1,351mと三陸沿岸随一の高さを誇る霊峰・五葉山は動植物の宝庫です。ここでは、五葉山麓に出没する動物たちをご紹介します。
目次
シカ 遭遇度★★★
ニホンジカに7つある亜種の内、本州に生息するものがホンシュウジカであり、五葉山周辺で見られるのはこのホンシュウジカです。五葉山麓に最も多く生息する動物の一つです。
明治から昭和の初めにかけて乱獲されたことから、岩手のホンシュウジカは五葉山周辺に残るのみとなってしまい、五葉山はホンシュウジカが生息する最北端と言われていました。このため保護策が取られるようになりましたが、逆に現在では個体数が増えすぎてしまい、農林被害が深刻化しています。
シカに遭遇する確率は四季を通して非常に高く、車通りの少ない朝晩は特に多く見られます。道路を勢いよく横断する事が多いので、車の運転の際は衝突に注意が必要です。群れることが多いため、1頭飛び出してきたら後続が来ると思っていいほどで、知っておけば被害軽減に役立ちます。
サル 遭遇度★★
五葉山は北上山系で唯一のニホンザル生息地となっています。個体数が少ないことから環境省のレッドリストに載っているほか、東北の他の地域のニホンザルは同じ遺伝子タイプにも関わらず、五葉山のサルだけが異なるそうで、研究者でも説明がつかないほど珍しい、大変貴重な存在のようです。
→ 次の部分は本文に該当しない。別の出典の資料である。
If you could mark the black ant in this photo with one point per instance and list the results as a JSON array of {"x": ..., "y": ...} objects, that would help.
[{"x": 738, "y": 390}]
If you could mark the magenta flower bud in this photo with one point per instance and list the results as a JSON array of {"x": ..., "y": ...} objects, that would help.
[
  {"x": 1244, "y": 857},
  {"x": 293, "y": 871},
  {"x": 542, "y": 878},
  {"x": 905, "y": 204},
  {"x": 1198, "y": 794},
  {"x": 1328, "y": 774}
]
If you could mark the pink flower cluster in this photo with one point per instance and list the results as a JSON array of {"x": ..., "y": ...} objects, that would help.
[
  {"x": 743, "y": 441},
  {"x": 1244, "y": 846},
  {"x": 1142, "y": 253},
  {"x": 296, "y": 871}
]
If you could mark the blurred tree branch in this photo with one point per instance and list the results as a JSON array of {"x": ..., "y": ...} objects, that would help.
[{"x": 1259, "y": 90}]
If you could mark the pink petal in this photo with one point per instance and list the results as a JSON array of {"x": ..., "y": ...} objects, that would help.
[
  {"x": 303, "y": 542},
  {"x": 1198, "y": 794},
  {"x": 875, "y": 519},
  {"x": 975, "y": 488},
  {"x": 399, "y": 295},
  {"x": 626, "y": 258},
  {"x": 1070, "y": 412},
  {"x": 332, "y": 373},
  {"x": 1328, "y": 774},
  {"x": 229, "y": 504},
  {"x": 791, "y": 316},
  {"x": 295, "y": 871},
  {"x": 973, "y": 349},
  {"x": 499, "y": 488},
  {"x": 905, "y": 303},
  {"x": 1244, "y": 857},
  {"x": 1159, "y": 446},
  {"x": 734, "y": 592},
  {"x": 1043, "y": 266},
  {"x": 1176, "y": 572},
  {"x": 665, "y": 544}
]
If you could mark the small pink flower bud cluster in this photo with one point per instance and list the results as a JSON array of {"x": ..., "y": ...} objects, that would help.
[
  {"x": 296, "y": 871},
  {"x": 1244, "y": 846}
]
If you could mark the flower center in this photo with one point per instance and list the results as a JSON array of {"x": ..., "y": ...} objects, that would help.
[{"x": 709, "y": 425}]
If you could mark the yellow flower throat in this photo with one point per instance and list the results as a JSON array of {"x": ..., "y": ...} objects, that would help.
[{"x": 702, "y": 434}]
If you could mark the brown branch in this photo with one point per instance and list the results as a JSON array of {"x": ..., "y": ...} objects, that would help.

しかし、地元では農業被害が年々深刻化しており、シカと違って電気柵や網もかいくぐる賢さがあるので非常にやっかいです。他の動物は畑などその場で食害しますが、サルがカボチャなんかを小脇に抱えて逃げ去る姿はまるで泥棒のようで、余計腹が立ちます。
そんなわけで、人里まで降りてきていることからサルに出会うのも比較的容易です。山の景色に紛れてしまい、なかなか見つけるのは難しいですが、木の上に見張りがいて人が近づくと鳴き始めるので、声を頼りに探すことができます。群れているので、1頭見つけられれば数十頭の集団がすぐそばにいるはずです。
クマ 遭遇度★
生息しているのはツキノワグマです。車に乗っているときでもなければ会いたくはない存在かと。人里に降りてくることもあり、不意に遭遇して襲われてしまう例もあるのですが、元来クマは臆病なので人の存在に気づけば逃げていきます。山中に分け入れば確率はぐっと上がりますが、おすすめできないので、車中から沿道の法面や樹上に目を凝らすことになります。
イノシシ 遭遇度★
岩手でも生息域が拡大している猪ですが、とうとう五葉山麓にも出てきました。個体数はまだ多くないと推測されますが、足も速く、1m以上ジャンプすることも可能なので、見かけたらゆっくり立ち去ることをおすすめします。私が4・5頭の群れに近づいたときは、一旦逃げかけたものの「ブフー、ブフー」と威嚇されました。
リス 遭遇度★★★
山林よりも道路上をウロウロしているのが見つけやすいです。
ハクビシン 遭遇度★
鼻の白い筋模様が目印のハクビシンですが、夜行性のためそれと気づくのは容易ではないでしょう。
カモシカ 遭遇度★★
ウシの仲間に分類されるカモシカも、シカに比べれば頻度は大分下がりますが生息しています。シカとの見分け方としては、シカの体は茶色っぽい色合いですが、カモシカは灰色をしており、角も短いです。また、走りっぷりでもシカの軽快さがカモシカにはなく、ノソノソと走ります。
シカはすぐ逃げて距離をとりますが、カモシカはウシの仲間だけあって鈍重でなかなか逃げようとしません。さすがに触れはしませんが、かなり近づくことができるはずです。
ヤマドリ 遭遇度★★★
歩いていると、近くから突如「ドドドド」と音が響いてくるのに驚かされます。これはオスの威嚇行為だそうで、こんなときは単独よりもつがいでいることの方が多いように思います。
アナグマ 遭遇度★★
枯れ葉に潜り込みながら、間抜けにも向こうから近づいてくることも多いアナグマ。これも最接近できる動物の一つですが、寄ると意外にも立ち上がって威嚇し、こちらが怯んだすきに逃げ出します。
おわりに
五葉山とその周辺に生息する動物を紹介しました。まるで野生の動物園ですが、豊かな自然の象徴とも言えます。とはいえ、早朝一人きりで山歩きしているときに、クマだのイノシシだのには会いたくないものです。熊よけ鈴の持ち歩きがオススメです。